Sur le Yam, une fois qu’on est engagé, il n’y a pas de retour en arrière. Il faut garder son sang-froid. Et cela nous ouvre à quelque chose d’unique. « Je ne dis pas qu’il ne doit pas y avoir de voies sûres », précise Quentin. « Il existe plein de voies sûres et j’aime les escalader. Mais quand on grimpe comme ça, on communie vraiment avec la montagne. »

« Un seul mouvement a complètement changé mon état d’esprit », raconte Vikki, revenant sur le morceau de roche qui s’est décroché.
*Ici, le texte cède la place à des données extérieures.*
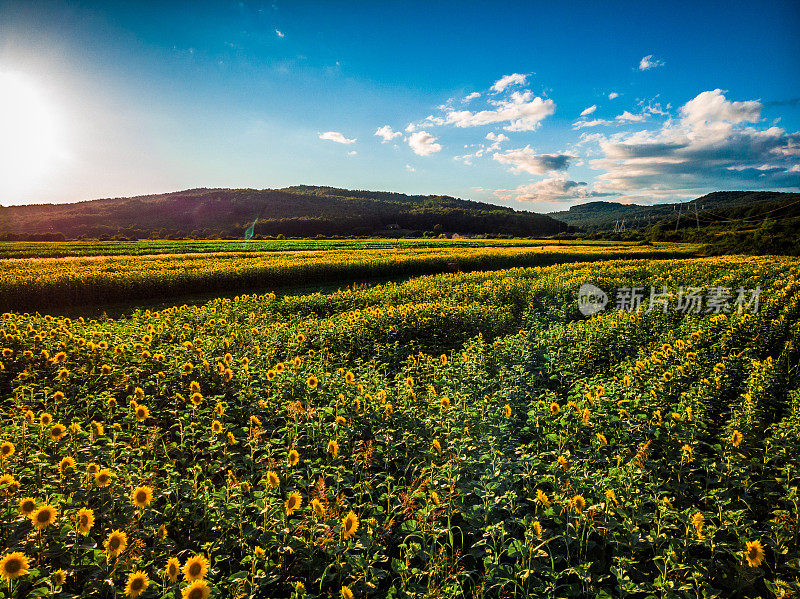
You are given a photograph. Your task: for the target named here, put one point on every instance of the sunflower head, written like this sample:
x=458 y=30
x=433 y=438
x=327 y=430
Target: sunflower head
x=6 y=450
x=14 y=565
x=349 y=525
x=43 y=517
x=333 y=448
x=754 y=553
x=84 y=520
x=27 y=505
x=172 y=569
x=142 y=496
x=57 y=432
x=293 y=503
x=116 y=542
x=59 y=578
x=195 y=568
Là-haut, à la recherche d’une prise, loin au-dessus de son dernier point d’ancrage, elle a trouvé le moyen d’avancer. C’est aussi ce qu’ont vécu Leo, Hans et Isabelle. Alors qu’ils s’élevaient peu à peu, la roche s’effritant sous leurs mains et leurs pieds, ils ont découvert une nouvelle façon de voir le monde, parce qu’ils ont accepté de s’ouvrir à l’incertitude.

« Quand on comprend d’où l’on vient, quand on comprend les traditions montagnardes, on comprend mieux qui l’on est et ce qu’on veut réaliser en tant que grimpeur », conclut Quentin. Ensuite il ne reste plus qu’à tout faire pour y parvenir.